FINTRAC – Amended PCMLTFA for Banks
FINTRAC, the regulatory body of Canada, has amended the Proceeds of Crime (Money Laundering) and Terrorist Financing Act (PCMLTFA) which was in action as of June 2021. Some updates from FINTRAC are:
- Ongoing monitoring requirements
- PEPs and HIOs screening
- Reports for virtual currency transaction
- Reporting of unsuccessful reasonable reasons of verification
- Fie new identity verification methods have been introduced
AUSTRAC – Tranche 1.5 Reform
As of June 18, 2021, new anti-money laundering reforms have been enforced in Australia. Also known as Tranche 1.5, these reforms demand higher due diligence standards to be implemented. This allows financial institutions to rely on vendors to meet KYC requirements.

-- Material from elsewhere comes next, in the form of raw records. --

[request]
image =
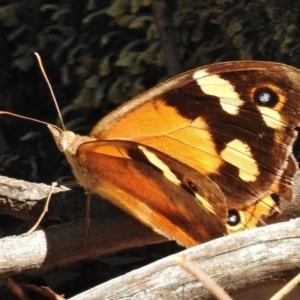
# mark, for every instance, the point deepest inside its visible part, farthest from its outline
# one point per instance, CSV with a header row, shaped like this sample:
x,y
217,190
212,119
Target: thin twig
x,y
216,289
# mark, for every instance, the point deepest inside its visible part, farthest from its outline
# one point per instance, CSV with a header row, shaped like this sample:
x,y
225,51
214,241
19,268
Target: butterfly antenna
x,y
50,88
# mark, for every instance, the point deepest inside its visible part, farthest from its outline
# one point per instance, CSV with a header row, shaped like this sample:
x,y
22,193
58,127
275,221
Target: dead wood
x,y
235,262
111,230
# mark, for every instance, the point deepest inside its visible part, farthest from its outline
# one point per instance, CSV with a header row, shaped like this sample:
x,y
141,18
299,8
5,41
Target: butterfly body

The reforms include measures to streamline banking relationships, making customer identity verification effortless. As per Tranche 1.5,
- Ongoing KYC must be performed every two years
- Control, ownership and management structure of the banks must be evaluated
- Guidelines for reporting entities have been issued too
To Sum Up…
Due to the COVID-19 pandemic, threats for the banking sector have significantly increased. To protect financial institutions from financial crimes like money laundering, terror financing, etc. regulatory bodies across the globe have enforced enhanced KYC and AML regulations. FATF’s plenary meeting held between June 21 and 25 has resulted in strategic and country-wise initiatives to tackle FinCrime. On the contrary, AUSTRAC, FINTRAC and FinCEN have also imposed more rigid laws for anti-money laundering and counter financing of terrorism. All in all, the banking sector has to abide by stricter regulations and non-compliance will result in hefty penalties.